Introduction
- Correlation Analysis is a statistical tool used to study the relationship between two variables.
- It helps us understand how changes in one variable might be related to changes in another.
- For example, as the temperature increases, ice cream sales also increase.
- But not all relationships are direct; some might be just coincidences or caused by a third factor.
- By analysing correlations, we can find patterns, make predictions, and understand real-world relationships better.

What is Correlation Analysis?
Correlation Analysis helps us understand the relationship between two variables. It answers questions like:
- If one variable changes, does the other change too?
- Do they increase or decrease together?
- How strong is the relationship between them?
Examples of Correlation
1. Temperature and Ice-Cream Sales:
- As the temperature increases, ice cream sales increase.
- The two variables (temperature and ice cream sales) move in the same direction.
2. Supply and Price of Tomatoes:
- When supply increases (lots of tomatoes in the market), the price drops.
- The two variables (supply and price) move in opposite directions.

Types of Relationships
1. Cause and Effect Relationship:
- One variable directly affects the other.
- Example: Low rainfall ➔ Low agricultural productivity.
2. Coincidence (No Cause and Effect):
- Two variables may seem related, but it’s just a coincidence.
- Example: Size of shoes and money in your pocket. They are unrelated.
3. Third Variable Impact:
- Sometimes, a third variable affects both variables, making them appear related.
- Example: High temperature ➔ More ice-cream sales & More people swimming ➔ More deaths by drowning.
- Temperature is the real reason both ice cream sales and drowning incidents rise, but they are not directly related to each other.

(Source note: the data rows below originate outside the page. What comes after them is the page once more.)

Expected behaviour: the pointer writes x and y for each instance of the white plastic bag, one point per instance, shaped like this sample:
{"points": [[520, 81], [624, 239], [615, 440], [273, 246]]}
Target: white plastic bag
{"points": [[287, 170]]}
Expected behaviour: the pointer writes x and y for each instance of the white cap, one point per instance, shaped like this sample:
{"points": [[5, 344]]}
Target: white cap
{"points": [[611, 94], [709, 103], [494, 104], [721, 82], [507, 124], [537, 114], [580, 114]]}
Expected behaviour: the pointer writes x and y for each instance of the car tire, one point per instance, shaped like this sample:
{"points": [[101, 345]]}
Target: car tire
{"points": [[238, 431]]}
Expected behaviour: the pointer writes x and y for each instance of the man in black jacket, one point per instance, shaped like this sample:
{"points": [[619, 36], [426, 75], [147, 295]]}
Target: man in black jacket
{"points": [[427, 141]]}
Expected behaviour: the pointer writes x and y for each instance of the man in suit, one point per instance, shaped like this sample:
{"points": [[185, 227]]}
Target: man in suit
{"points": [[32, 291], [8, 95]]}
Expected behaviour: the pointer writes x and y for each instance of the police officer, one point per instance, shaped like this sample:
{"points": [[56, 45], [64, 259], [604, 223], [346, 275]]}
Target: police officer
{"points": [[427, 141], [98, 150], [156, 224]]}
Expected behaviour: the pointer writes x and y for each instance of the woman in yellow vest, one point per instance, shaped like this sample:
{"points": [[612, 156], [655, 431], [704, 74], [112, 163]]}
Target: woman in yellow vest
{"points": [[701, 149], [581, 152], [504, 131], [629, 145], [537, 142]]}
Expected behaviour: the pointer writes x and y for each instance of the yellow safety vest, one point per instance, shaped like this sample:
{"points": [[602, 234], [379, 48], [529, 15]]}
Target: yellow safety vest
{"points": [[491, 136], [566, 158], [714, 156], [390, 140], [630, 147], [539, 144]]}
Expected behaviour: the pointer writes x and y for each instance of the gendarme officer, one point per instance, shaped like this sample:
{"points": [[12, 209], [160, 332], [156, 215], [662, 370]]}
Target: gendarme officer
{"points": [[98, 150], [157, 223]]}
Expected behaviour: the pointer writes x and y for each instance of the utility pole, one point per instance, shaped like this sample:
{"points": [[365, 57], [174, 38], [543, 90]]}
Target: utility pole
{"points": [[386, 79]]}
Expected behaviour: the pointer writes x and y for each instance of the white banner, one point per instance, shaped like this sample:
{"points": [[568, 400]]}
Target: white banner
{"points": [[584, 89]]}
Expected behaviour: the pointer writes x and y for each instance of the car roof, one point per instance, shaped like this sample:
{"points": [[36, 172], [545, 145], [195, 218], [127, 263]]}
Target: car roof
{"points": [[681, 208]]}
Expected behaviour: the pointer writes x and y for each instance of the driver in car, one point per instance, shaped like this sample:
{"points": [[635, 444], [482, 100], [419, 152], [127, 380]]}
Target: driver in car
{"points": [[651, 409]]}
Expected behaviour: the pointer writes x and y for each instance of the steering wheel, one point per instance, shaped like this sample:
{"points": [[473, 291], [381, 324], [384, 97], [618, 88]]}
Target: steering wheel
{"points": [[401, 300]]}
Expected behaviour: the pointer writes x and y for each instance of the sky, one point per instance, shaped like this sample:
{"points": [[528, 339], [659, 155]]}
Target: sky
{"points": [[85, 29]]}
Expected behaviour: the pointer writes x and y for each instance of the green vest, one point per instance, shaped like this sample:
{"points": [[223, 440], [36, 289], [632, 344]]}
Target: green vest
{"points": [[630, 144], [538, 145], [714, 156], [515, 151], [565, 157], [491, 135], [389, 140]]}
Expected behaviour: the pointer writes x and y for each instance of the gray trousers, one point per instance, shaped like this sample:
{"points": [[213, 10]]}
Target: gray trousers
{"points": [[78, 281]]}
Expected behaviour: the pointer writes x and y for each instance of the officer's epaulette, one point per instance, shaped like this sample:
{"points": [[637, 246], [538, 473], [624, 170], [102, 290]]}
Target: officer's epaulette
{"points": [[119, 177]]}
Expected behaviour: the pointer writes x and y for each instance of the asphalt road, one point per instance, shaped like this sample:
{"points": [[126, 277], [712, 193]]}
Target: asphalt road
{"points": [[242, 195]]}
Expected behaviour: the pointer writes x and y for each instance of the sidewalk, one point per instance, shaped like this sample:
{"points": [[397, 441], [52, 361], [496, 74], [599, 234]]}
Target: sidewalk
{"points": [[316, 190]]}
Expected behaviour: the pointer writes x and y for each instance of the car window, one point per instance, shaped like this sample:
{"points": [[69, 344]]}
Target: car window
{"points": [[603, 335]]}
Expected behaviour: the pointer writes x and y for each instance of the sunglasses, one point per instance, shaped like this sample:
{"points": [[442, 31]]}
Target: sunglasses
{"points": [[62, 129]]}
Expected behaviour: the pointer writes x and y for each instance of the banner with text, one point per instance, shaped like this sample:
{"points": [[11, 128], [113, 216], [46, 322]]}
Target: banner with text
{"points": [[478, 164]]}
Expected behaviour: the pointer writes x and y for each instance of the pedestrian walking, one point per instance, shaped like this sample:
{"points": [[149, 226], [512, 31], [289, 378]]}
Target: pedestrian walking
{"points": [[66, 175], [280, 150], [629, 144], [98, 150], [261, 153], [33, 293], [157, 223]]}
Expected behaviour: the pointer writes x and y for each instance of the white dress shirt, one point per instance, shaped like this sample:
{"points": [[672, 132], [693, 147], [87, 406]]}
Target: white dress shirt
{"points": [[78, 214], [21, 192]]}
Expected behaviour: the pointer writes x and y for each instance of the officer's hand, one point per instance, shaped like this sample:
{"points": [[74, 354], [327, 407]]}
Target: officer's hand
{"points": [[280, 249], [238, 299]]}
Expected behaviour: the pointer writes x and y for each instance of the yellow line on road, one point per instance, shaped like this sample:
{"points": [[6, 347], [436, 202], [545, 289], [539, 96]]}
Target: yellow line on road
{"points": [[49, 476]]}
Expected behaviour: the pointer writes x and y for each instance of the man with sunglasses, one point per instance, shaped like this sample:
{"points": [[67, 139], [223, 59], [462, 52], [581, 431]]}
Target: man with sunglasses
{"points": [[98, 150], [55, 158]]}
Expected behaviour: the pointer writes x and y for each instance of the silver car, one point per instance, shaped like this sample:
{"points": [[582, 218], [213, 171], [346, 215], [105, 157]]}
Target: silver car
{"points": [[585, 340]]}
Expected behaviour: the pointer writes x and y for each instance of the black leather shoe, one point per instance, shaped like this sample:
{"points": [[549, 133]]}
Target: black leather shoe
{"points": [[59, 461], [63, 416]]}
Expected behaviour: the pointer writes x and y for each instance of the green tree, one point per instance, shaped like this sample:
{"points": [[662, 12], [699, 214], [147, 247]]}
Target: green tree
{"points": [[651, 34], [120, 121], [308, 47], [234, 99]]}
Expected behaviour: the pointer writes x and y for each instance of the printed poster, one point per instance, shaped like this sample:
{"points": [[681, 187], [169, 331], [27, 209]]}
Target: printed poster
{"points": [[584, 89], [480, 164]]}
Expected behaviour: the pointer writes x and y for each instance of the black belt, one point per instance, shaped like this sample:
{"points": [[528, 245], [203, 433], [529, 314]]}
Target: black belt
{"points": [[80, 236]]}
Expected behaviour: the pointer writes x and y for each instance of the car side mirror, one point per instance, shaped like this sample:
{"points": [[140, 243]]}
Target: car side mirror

Question for Chapter Notes - Correlation
Try yourself:What is the purpose of a correlation coefficient?
Explanation
To summarise the relationship between two variables in a single number. The correlation coefficient is a numerical representation of the relationship between two variables.
Report a problem
What Does Correlation Measure?
Correlation measures the direction and strength of the relationship between two variables. It tells us whether the variables move together in the same direction (positive correlation) or in opposite directions (negative correlation). Importantly, correlation measures only the degree of association between variables, not causation. This means even if two variables are correlated, one doesn't necessarily cause the other to change.
Types of Correlation
- Negative Correlation: Negative correlation occurs when two variables move in opposite directions, meaning that an increase in one variable is accompanied by a decrease in the other variable, and vice versa.
- Positive Correlation: Positive correlation is observed when two variables move in the same direction, meaning that an increase in one variable is accompanied by an increase in the other variable, and vice versa.
Examples of positive correlation are:
- Price and supply of a commodity.
- Increase in Height and Weight.
- Age of husband and age of wife.
- The family income and expenditure on luxury items.
Examples of negative correlation are:
- Sale of woollen garments and day temperature.
- Price and Demand of a commodity.
- Yield of crops and price.
Techniques for Measuring Correlation
- Scatter Diagrams: Visual representation of data points plotted on a graph to show the relationship between two variables.
- Karl Pearson’s Coefficient of Correlation: A numerical measure of the strength and direction of the linear relationship between two variables.
- Spearman’s Rank Correlation: Measures the relationship between ranks of data points rather than their actual values.

Scatter Diagrams
Scatter diagrams are the simplest way to visually examine relationships. For instance:
- Positive Correlation: Points form a pattern that rises upward.
- Negative Correlation: Points form a pattern that slopes downward.
- No Correlation: Points are randomly scattered.
- Perfect Positive Correlation: All points fall on a straight upward line.
- Perfect Negative Correlation: All points fall on a straight downward line.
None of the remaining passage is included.